Detect when version is incompatible with `engines` field in package.json

[broofa]

Is your feature request related to a problem? Please describe.

Currently there is no standard way for the author of an app to specify which versions of node are expected/required. Author's are left to their own devices for ways to enforce this.

Describe the solution you'd like

The [hopefully] obvious approach to this is to leverage the engines field in package.json. It already serves much the same purpose for NPM. Node, however, ignores this field entirely.

Node should inspect the applicable package.json file (the same file it already looks to for main and exports fields) to see if a engines.node version is defined. If so, it should apply the standard semver semantics to determine if the current version is incompatible with the engines version. If so, it should throw Error('Invalid node version. Current version is ${process.version}, but ${package.json path} engines.node requires ${package.json engines.node}.')

While this won't be catchable via try-catch (error will occur outside context of user script), it should be trappable via process.on('uncaughtException').

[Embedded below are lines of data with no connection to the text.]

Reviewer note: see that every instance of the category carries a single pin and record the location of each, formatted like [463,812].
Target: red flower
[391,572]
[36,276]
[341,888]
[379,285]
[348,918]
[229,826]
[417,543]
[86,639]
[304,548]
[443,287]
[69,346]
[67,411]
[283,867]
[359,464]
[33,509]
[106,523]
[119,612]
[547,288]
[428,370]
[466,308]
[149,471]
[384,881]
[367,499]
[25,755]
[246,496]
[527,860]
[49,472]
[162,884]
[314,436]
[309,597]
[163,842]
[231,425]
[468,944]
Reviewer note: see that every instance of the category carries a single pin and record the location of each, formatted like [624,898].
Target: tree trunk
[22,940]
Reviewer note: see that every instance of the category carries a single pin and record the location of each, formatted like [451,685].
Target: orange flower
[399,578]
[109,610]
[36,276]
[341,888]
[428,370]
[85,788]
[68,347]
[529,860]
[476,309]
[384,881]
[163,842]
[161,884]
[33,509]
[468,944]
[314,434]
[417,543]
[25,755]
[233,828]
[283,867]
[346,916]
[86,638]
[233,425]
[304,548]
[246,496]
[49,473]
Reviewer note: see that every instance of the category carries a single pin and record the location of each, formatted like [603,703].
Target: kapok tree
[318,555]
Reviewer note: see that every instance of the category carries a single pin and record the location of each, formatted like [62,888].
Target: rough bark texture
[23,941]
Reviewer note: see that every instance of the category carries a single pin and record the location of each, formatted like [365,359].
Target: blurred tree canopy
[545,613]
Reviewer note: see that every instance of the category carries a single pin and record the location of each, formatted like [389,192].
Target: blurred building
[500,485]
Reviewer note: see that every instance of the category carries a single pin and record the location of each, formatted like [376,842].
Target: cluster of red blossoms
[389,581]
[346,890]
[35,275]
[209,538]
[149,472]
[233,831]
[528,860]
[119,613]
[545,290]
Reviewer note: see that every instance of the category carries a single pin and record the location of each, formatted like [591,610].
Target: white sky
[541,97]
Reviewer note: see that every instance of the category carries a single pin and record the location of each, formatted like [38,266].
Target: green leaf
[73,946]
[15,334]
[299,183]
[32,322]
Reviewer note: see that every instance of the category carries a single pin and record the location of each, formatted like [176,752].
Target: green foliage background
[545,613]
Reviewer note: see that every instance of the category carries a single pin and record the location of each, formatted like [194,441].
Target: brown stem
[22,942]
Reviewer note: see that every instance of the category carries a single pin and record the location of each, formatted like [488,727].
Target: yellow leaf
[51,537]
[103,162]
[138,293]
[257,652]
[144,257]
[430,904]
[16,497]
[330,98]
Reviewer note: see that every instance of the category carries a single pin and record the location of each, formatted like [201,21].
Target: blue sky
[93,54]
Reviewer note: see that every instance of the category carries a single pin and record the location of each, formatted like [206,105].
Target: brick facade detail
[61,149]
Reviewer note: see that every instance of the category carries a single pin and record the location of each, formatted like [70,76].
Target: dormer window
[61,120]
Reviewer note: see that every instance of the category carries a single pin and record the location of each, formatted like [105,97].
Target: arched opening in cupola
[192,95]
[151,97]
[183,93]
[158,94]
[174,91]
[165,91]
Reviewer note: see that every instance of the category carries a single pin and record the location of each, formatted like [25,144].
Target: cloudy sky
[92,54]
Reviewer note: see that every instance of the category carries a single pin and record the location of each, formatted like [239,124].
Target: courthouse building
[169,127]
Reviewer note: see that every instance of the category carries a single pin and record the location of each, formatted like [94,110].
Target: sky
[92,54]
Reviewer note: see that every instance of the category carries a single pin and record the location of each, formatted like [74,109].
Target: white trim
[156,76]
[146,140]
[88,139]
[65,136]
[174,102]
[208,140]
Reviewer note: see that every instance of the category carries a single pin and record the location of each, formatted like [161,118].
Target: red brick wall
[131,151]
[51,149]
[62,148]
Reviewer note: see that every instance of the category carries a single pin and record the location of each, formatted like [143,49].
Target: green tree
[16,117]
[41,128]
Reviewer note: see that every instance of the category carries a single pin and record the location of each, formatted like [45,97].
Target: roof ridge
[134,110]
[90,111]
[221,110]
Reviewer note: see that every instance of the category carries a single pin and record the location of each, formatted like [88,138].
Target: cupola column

Describe alternatives you've considered
The runtime-engine-check module provides similar behavior

Edit: Some supporting material:

• Heroku uses engines.node
• Firebase uses engines.node
• SO question (and answer) with ad-hoc code for this
• ... and, fwiw, the Reddit thread discussing nvm version declaration and updating that prompted this report.

[bnoordhuis]

Node should inspect the applicable package.json file (the same file it already looks to for main and exports fields)

I didn't comment on it at the time but I fully expected the addition of new properties to package.json to result in claims that "you inspect X, therefore you should inspect Y" and here we are. :-/

FWIW, the main property is widely regarded as a design error that can't be removed because of backwards compatibility. Node.js should have been agnostic to the package format but mistakes were made...

Throwing an exception when the engines field is incompatible is IMO a no-go because some module authors (including yours truly) use it as a support hint, not as a hard limit.

Printing a warning might be acceptable but since end users have little control over their second-level dependencies, warnings get annoying fast and it's only a matter of time before someone asks for a switch to turn them off again.

Performance is an issue: parsing package.json files isn't cheap. The module loader goes to great lengths to avoid having to do it.

Parsing semver strings is another issue. We'd have to bundle a semver parser or write our own.

Honestly, I see more downsides than upsides.

[Trott]

I totally understand wanting this, but I'm reluctant to see it in core. @bnoordhuis lays out some good reasons. I would add:

• We should (probably) discourage version-sniffing where possible. In some cases, it is not possible to avoid. But where possible, feature detection should be preferred. In addition to just general "let the polyfills polyfill", this also seems to align with the approach of JavaScript in the browser.

• For people that really want to prevent their apps from running on older versions of Node.js, this is already available in code:

if (+process.versions.node.split('.')[0] < 12) {
  throw new Error('Sorry, this app requires Node.js 12.x or later');  
}

process.versions was added in Node.js 0.2.0 (or so the docs say) so that should be pretty robust. It's not as elegant as a JSON field, perhaps, but sometimes less magic is better.

[broofa]

Thanks for taking the time to respond. Given that node only looks for a top-level package.json file when pointed at a directory, which I assume is not a particularly common use case (and something I'd failed to consider), your pushback makes sense.

but since end users have little control over their second-level dependencies, warnings get annoying fast

To be clear, the intent here was that this apply only to the top-level package.json file that sits alongside the script being run. The idea being that this would help teams of developers insure they're all running the expected version of node.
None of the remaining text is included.